City taxes lead to more Hedge Fund migration to Malta
Charlot Zahra
A week after Business Today had first announced that 20 hedge funds had transferred to Malta in the past year, there are indications that more hedge funds and financial services’ companies might be heading to Malta to circumvent UK government taxes on the financial industry.
In fact, Business Today has learnt that a number of Maltese businessmen were assisting these companies to set up shop in Malta. Among these were former Vodafone CEO Joe Grioli, who is listed as director on a number of the companies registered by the financial services’ companies in the UK in Malta in the past few months.
Sources told Business Today that some of the companies had kept some back office operations in the UK, while others had completely transferred their operations to Malta.
“It is up to their discretion whether they keep part of their back offices in the UK or not,” these sources added.
In fact, Conservative London Mayor Boris Johnson has warned that government taxes on the financial industry in the UK represented “a clear and present economic threat to London”.
The Mayor said he feared the taxes would “fast-track” the relocation of thousands of high-earning bankers overseas.
In a letter to Chancellor Alistair Darling, Johnson asked for an urgent meeting to discuss how to reverse “the damage done to perceptions of London as a global financial centre” by his introduction of a 50p income tax rate for top earners and a temporary 50 per cent levy on banking bonuses over GBP 25,000.
In the letter to Darling, Johnson warned “unilateral” British action was “ill-judged” and would weaken a financial services sector which provides around 8 per cent of UK output and one in every seven pounds collected in tax.

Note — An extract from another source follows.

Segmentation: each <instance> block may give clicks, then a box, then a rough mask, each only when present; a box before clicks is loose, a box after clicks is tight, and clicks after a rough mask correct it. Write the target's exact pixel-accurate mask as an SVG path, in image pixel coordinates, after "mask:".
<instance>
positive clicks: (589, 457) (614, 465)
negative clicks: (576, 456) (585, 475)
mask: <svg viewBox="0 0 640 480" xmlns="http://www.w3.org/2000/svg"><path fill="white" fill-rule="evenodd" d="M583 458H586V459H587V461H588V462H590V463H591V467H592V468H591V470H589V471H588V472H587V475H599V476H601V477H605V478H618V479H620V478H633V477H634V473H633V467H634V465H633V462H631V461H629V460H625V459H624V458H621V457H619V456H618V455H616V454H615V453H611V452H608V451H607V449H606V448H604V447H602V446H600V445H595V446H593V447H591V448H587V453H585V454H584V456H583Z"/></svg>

The London mayor had estimated that around 9,000 bankers might relocate abroad, with knock-on effects on London’s legal, accountancy, publishing and media industries and a reduction in the tax resources available to fund public services.
He told the Chancellor: “I believe that the Government’s current policy towards financial services is ill-judged.
“You have made unilateral changes to taxation that risk damaging London’s competitiveness and its status, alongside New York, as the world’s leading financial services centre,” Johnson warned.
About 20 UK-based hedge funds have re-located to Malta in 2009, attracted by a combination of low taxes, a favourable regulatory regime and cheap labour,
Among the 20 London-based firms that had set up an office here last year, there were the GBP 1 billion oil traders Bluegold, Pamplona Capital and Liongate.
Malta, according to the Sunday Times of London, offered “all the perks of being offshore — low taxes and a favourable regulatory regime — but it’s part of the European Union, which makes investors comfortable about handing over huge wads of cash.”